Postgraduate research project

Building physics for low carbon comfort using artificial intelligence

Funding
Competition funded View fees and funding
Type of degree
Doctor of Philosophy
Entry requirements
2:1 honours degree View full entry requirements
Faculty graduate school
Faculty of Engineering and Physical Sciences
Closing date

About the project

Existing buildings need to completely decarbonise comfort at scale by 2050 in the face of a warming climate, and the materials and methods needed to do this are relatively clear. However, the implications of energy-efficient retrofit and energy source switching at scale for adaptive and normative comfort (thermal, air quality, liveability) are not well understood.

We also know very little about how these new or retrofitted buildings perform over their life-course making evidence-based design extremely difficult. Crucially, due to a combination of global warming, cost of living crisis and shifting norms of thermal comfort, there are also significant risks of lock-in to ad-hoc, climate-harming and energy intensive systems.

This research project will explore the intersection between the following themes:

Adaptive thermal comfort

Understanding how different combinations of passive and active building design, materials, methods and occupant cultures, norms and practices contribute to comfort (both heating and cooling), at all scales from the personal (wearable) to the city. This will lead to innovative socio-technical solutions that avoid sub-optimal techno-lock-in

Internal air quality

Understanding and finding economic solutions that substantially improve internal air quality in new or retrofitted buildings.

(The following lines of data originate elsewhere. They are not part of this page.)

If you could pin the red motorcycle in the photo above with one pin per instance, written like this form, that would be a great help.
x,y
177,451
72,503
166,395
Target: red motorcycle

Tools and analytic methods to deeply instrument buildings at scale

Applying Internet of Things (IoT) or digital transformation approaches to detailed monitoring of building performance over extended periods of time. This deep measurement will underpin innovation in the other strands and also enable evidence-based (as opposed to the current assumption-based) simulation of future buildings at highly granular scales using novel digital-twin and interpretable data-driven models (AI/ML).